Tak lama kemudian Bu Aryati muncul lagi. Sambil bertanya, “Gimana ? Ada bisnisnya yang bisa nyambung Sep ? Teh Yati ini pinter usaha sendiri lho. “

“Usaha kecil - kecilan, “ sambung Bu Aryati.

“Ya bisa diatur - atur nanti, “ ucapku, “Yang rutin suka dilakukan oleh pemasok sih kain seprai dan sarung bantal Bu. Tapi seprainya hanya seprai putih, lengkap dengan sarung bantal dan bantal guling. “

“Kalau hanya kain seprai putih sih bisa supply deh. Tapi mungkin kainnya harus yang memenuhi syarat. “

“Asal sesuai dengan yang sudah dipakai di hotelku Bu. Nanti deh, kalau ada waktu kita bincang - bincang lagi, “ kataku yang sudah mendapatkan kedipan mata dari Bu Arini, sebagai isyarat sudah waktunya meninggalkan rumah Bu Aryati.

Bu Aryati memang berpamitan kepada kakaknya. Lalu mereka cipika cipiki.

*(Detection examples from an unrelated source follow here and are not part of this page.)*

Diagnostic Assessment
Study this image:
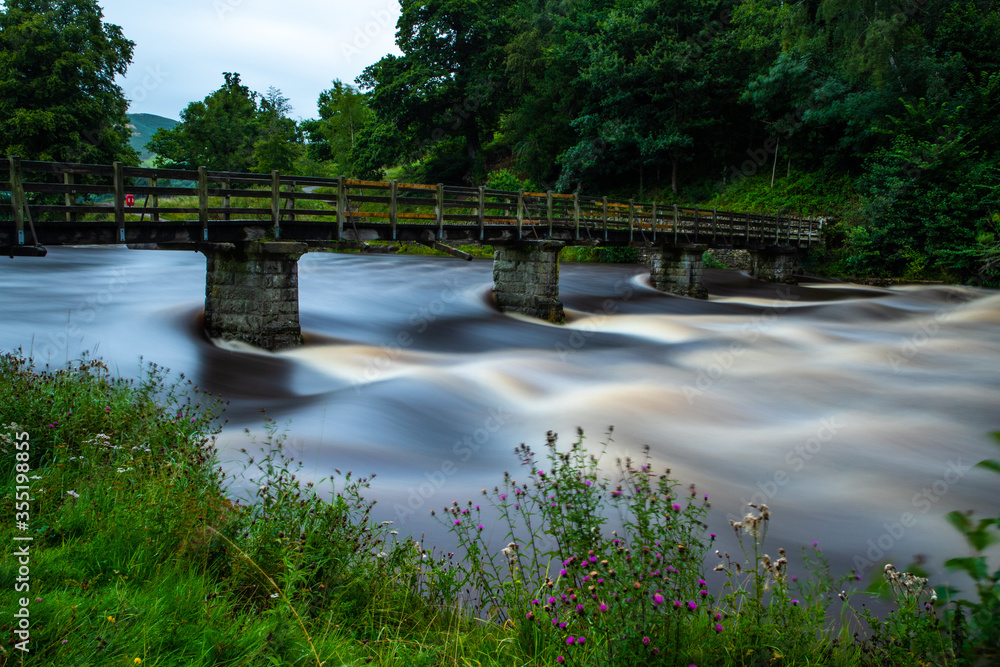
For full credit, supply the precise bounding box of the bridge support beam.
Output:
[493,241,566,323]
[649,244,708,299]
[750,247,802,282]
[199,241,308,351]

Beberapa saat kemudian, Bu Arini sudah berada di dalam mobilku kembali, yang sudah kutujukan ke arah kampung Bu Arini yang merupakan kampungku juga.

Rumah Bu Arini jurusannya berbeda dengan rumah Ima. Kalau rumah Ima melewati depan pasar, sedangkan rumah Bu Arini tidak berbelok ke arah pasar. Melainkan lurus terus, kemudian belok ke kanan.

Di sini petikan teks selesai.